Unnamed: 0_level_0,BookCount,TotalCost,AverageCost
PublicationYear,Unnamed: 1_level_1,Unnamed: 2_level_1,Unnamed: 3_level_1
1919,1,$20.00,$20.00
1938,3,$42.53,$14.18
1939,5,$124.95,$24.99
1966,1,$2.99,$2.99
1967,1,$6.99,$6.99
1968,2,$22.94,$11.47
1970,3,$30.89,$10.30
1971,8,$126.90,$15.86
1972,2,$27.95,$13.97
1973,15,$101.13,$6.74


Spending on YA books peaked for books published in 2014 and 2015 with more than $50K spent per year.

Is there a correlation between the PublicationYear and the ItemPrice?

In [12]:
books_df[['ItemPrice','PublicationYear']].corr()
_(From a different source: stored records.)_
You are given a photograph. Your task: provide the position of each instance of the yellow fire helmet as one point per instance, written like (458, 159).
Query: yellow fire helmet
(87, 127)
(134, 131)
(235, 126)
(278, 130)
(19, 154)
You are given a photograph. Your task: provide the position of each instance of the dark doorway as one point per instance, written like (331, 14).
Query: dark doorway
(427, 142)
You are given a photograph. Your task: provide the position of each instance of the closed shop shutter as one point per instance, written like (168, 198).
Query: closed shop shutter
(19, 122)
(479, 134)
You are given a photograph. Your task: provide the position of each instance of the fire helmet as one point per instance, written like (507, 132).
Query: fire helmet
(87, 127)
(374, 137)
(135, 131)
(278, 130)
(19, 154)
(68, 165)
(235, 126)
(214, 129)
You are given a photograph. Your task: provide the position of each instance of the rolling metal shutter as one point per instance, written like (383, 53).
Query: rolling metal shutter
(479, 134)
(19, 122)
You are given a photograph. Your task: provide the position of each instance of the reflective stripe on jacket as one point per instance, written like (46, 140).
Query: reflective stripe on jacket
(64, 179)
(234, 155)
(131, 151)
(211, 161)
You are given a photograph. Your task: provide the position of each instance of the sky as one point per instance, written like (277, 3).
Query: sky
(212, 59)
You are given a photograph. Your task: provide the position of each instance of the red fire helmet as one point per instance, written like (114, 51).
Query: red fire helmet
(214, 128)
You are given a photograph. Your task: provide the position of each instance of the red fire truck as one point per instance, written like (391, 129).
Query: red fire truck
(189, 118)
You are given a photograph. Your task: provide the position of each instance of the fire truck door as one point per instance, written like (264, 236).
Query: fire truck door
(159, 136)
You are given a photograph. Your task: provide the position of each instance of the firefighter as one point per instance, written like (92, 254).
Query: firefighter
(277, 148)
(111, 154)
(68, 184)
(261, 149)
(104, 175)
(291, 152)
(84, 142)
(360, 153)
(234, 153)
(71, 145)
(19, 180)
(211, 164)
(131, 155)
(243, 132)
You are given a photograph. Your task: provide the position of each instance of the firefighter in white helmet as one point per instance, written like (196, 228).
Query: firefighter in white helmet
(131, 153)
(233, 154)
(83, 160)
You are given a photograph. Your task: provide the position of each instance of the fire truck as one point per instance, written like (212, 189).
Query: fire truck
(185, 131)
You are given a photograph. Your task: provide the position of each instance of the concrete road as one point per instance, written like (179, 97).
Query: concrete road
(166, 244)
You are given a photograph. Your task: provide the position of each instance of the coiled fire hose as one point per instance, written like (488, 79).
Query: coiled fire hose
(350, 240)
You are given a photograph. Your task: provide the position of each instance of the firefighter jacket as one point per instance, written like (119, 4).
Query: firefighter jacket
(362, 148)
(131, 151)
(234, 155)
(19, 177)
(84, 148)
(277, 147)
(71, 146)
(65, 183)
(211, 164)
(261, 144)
Unnamed: 0,ItemPrice,PublicationYear
ItemPrice,1.0,-0.256709
PublicationYear,-0.256709,1.0


There is a weak negative correlation between ItemPrice and Publication Year.

Meaning: Prices generally decrease over time but the relationship between price and publication year is not consistent.

## Is YA more or less popular at any of the locations?

In [13]:
# Get the number of YA books by location
location_ya = books_df['ItemLocation'][books_df['YA_Category'] == 'YA']\
                    .value_counts()
location_ya.rename("YABookCount", inplace=True)

# Get the total number of books by location
location_all = books_df['ItemLocation'].value_counts()
location_all.rename("TotalBookCount", inplace=True)

location_summary = pd.concat([location_all, location_ya], axis=1)

# calculate the percentage of YA books based on the YA count and the total count
location_summary['PercentYA'] = (location_summary['YABookCount'] / 
                                location_summary['TotalBookCount'])

# format the columns and display the dataframe values
location_summary['TotalBookCount'] = location_summary['TotalBookCount']\
                                    .apply(lambda x: "{:,}".format(x, axis=1))
location_summary['YABookCount'] = location_summary['YABookCount']\
                                    .apply(lambda x: "{:,.0f}".format(x, axis=1))
location_summary['PercentYA'] = location_summary['PercentYA'].mul(100).round(1)
location_summary.sort_values(by=['PercentYA'], ascending=False)

Unnamed: 0,TotalBookCount,YABookCount,PercentYA
Main Teen,6018,3848.0,63.9
Remote Shelving - Shawnee,9060,2988.0,33.0
Content Management,4,1.0,25.0
Shawnee,22861,1830.0,8.0
Shively,23549,1206.0,5.1
Western,21615,1009.0,4.7
South Central,115614,5238.0,4.5
Southwest,121914,5413.0,4.4
Newburg,23536,1011.0,4.3
Fairdale,23025,983.0,4.3


Most of the YA books are at the Northeast, Southeast and South Central locations.


The Main Teen location has the highest percentage of YA books.

The Central and Central Childrens locations have the lowest percentages of YA books.